La seule différence résidera dans le fait que leurs pilotes en seront propriétaires. D’ailleurs les constructeurs se frottent les mains et prévoient déjà une hausse de leurs ventes à la rentrée. Alors certes, un propriétaire de trottinette électrique est peut-être plus responsable, plus prudent, ne serait-ce que pour ne pas abîmer son engin, mais il peut y avoir un effet de bord inverse quand on sait que certaines trottinettes low-cost du marché ne sont absolument pas sûres, souvent instables, et dotés d’un freinage très hasardeux, voire quasiment inexistant. Alors que tous ceux qui ont eu l’occasion de se déplacer récemment avec les dernières générations de Dott ou Tier savent à quel point ces trottinettes sont sûres, stables, avec un freinage aussi puissant que facilement dosable. Et bridées à 20 km/h contre 25 pour les trottinettes du commerce… quand ces dernières sont bridées. Rappelons à ce sujet que des trottinettes pesant plus de 30 kilos et dépassant les 70 km/h sont apparemment en vente libre dans notre pays…

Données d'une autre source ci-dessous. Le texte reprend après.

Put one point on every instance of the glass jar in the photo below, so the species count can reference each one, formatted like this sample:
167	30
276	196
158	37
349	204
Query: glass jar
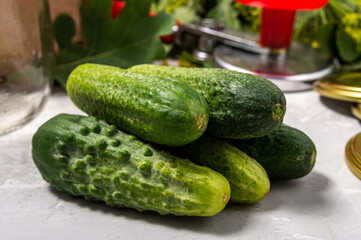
26	60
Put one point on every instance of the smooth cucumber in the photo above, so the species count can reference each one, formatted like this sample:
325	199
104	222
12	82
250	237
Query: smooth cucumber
156	109
286	153
90	158
248	180
241	105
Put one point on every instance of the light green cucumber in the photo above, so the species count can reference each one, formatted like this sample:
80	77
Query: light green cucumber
248	179
241	105
156	109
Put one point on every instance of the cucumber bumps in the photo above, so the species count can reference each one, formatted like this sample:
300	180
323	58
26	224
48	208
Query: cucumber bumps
156	109
87	157
241	105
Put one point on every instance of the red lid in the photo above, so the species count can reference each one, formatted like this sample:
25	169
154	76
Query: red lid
285	4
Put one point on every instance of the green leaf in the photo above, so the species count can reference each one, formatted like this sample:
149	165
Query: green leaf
325	36
346	45
132	38
64	30
225	13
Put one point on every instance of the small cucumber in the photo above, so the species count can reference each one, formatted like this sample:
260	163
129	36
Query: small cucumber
286	153
156	109
87	157
241	105
247	178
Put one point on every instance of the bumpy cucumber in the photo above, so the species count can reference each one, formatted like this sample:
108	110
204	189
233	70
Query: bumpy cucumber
156	109
248	180
87	157
241	105
286	153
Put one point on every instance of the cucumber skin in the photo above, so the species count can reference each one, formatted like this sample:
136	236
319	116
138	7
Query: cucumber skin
241	105
155	109
248	180
287	153
80	155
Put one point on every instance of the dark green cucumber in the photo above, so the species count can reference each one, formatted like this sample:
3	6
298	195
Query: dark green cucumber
286	153
156	109
241	105
87	157
247	178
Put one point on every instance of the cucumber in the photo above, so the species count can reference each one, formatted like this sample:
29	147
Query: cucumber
248	180
241	105
90	158
286	153
156	109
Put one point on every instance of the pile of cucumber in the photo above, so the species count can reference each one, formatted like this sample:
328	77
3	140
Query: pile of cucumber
182	141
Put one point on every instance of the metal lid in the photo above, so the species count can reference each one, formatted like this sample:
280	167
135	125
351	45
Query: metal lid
344	86
292	71
353	154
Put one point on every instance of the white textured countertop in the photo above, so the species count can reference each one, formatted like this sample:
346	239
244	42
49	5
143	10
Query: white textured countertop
326	204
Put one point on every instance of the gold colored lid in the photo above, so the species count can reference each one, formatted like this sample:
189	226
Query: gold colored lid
343	86
353	154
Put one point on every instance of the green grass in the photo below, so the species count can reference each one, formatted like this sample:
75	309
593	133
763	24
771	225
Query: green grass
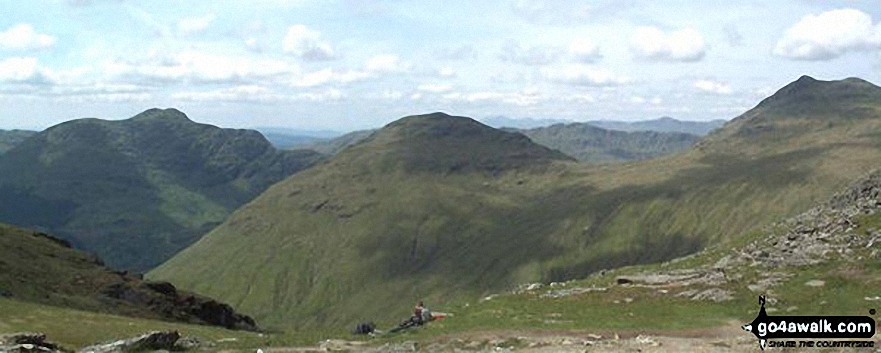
11	138
591	144
139	190
399	217
75	329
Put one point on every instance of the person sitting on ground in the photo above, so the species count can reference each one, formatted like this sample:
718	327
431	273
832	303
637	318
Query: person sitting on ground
417	313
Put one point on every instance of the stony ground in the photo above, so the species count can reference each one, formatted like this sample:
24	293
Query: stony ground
724	339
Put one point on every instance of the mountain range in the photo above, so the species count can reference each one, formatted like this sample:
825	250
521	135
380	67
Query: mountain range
138	190
37	267
10	138
591	144
441	208
663	124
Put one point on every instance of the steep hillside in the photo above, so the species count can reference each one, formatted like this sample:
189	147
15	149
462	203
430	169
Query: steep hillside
137	191
38	268
335	145
438	209
10	138
591	144
664	124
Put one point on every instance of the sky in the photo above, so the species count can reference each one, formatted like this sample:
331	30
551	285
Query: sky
352	64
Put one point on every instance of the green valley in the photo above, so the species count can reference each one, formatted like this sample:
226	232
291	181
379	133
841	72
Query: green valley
445	209
137	191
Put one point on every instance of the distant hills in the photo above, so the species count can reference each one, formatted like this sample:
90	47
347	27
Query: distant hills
39	268
10	138
500	122
582	141
663	124
286	139
591	144
335	145
138	190
443	208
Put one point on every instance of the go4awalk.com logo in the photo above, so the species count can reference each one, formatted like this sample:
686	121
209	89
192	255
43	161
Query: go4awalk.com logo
825	331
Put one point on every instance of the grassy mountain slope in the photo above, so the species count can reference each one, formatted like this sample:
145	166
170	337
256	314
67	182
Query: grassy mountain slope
405	216
335	145
136	191
664	124
591	144
38	268
10	138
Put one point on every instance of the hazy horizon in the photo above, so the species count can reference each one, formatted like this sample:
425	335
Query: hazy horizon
347	65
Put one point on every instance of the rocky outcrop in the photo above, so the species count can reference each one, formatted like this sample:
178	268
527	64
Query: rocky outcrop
27	342
827	231
164	299
148	342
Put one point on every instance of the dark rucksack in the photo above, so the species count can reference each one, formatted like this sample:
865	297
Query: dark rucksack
364	328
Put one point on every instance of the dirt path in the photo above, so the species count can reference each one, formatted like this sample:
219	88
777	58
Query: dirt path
729	338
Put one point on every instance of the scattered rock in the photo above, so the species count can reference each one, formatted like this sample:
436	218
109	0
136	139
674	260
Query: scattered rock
151	341
714	294
572	291
26	342
188	343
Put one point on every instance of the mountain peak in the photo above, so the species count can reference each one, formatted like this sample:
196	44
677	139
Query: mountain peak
810	94
440	142
169	114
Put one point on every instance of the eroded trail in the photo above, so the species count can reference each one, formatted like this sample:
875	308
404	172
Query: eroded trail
728	338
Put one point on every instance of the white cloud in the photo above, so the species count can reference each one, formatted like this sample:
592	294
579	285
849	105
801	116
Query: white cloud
244	93
582	98
18	69
637	100
200	67
329	76
392	95
435	88
308	44
446	72
581	75
253	45
585	50
713	87
24	37
532	56
195	25
525	98
386	63
464	52
256	94
685	45
829	35
330	94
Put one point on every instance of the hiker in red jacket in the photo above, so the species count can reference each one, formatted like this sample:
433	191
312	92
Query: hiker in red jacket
417	313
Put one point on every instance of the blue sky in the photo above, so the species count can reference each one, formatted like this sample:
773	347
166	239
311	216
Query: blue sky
351	64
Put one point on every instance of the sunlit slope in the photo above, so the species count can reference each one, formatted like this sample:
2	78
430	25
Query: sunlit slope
406	215
136	191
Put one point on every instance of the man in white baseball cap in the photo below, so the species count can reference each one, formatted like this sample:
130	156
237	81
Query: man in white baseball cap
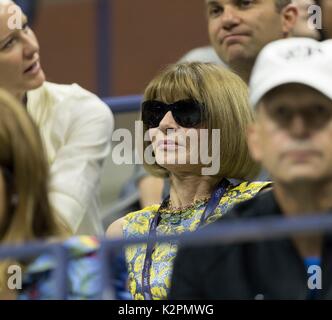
292	137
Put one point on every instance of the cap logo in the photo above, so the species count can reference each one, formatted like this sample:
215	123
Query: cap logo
301	52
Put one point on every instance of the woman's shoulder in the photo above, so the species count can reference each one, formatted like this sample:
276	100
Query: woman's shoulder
244	191
138	222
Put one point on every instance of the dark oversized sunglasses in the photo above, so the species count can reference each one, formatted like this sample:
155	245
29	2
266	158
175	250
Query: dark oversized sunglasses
187	113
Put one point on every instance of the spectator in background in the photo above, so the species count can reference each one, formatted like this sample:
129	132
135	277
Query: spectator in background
188	97
26	214
259	22
290	89
303	26
326	6
74	124
238	30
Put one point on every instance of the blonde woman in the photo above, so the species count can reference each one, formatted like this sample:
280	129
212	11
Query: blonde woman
26	215
186	98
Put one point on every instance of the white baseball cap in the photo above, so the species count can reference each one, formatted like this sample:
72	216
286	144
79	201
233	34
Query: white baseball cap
292	60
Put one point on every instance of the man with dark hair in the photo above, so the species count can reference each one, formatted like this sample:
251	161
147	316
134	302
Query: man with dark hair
292	138
239	29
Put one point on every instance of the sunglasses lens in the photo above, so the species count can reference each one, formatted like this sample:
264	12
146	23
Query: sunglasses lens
152	113
187	113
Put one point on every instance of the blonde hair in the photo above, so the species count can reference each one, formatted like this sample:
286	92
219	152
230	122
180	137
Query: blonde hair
27	215
225	98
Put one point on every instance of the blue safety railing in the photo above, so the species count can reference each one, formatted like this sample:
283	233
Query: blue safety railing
243	230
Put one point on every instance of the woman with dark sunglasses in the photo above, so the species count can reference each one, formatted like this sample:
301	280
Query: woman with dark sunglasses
180	103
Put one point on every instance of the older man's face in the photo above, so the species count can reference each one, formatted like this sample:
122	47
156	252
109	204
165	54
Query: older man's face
239	29
292	136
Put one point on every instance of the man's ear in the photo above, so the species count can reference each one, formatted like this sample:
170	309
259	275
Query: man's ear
289	16
254	143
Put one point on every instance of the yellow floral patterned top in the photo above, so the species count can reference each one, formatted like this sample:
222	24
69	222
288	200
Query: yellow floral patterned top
138	224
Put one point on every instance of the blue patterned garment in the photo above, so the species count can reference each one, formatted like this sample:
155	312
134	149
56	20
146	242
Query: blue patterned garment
137	224
84	276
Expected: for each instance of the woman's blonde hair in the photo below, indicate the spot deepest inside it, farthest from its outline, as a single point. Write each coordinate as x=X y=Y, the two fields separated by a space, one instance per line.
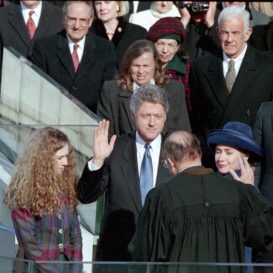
x=35 y=184
x=123 y=8
x=135 y=50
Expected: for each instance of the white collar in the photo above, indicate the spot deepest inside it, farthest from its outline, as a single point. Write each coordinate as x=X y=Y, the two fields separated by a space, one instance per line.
x=80 y=43
x=140 y=142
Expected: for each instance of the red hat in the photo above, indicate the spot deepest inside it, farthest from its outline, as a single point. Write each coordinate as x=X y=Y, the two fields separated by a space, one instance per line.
x=167 y=26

On le voit, le sujet, qui déclenche les passions depuis l’émergence du free-floating en 2018, a été amplifié et dramatisé essentiellement par des politiciens frileux et des gens qui sont par nature hostiles à toute évolution des modes de vie. Nous avions connu les mêmes levées de boucliers avec l’arrivée des VTC, cette fois de la part de lobbies qui n’avaient pas trop intérêt à voir ce nouveau mode de transport se développer.
Alors que s’il avait été appréhendé d’une façon différente, avec une vision, une vraie stratégie (deux qualités essentielles que l’on attend des politiques, mais qui leur font malheureusement souvent défaut) et du pragmatisme, il serait peut-être géré convenablement, et déjà réglé. Il devrait être possible de changer nos habitudes et de réduire la place de la voiture dans nos villes en proposant des services de trottinettes électriques en location à la demande mieux réglementées, correctement entretenues, facilement disponibles, abordables et respectueuses de l’environnement. Cette solution peut contribuer à offrir des alternatives de mobilité plus respectueuses de l’environnement et accessibles à tous.
Sans « vote citoyen », sans interdictions. Et sans dramaturgie excessive.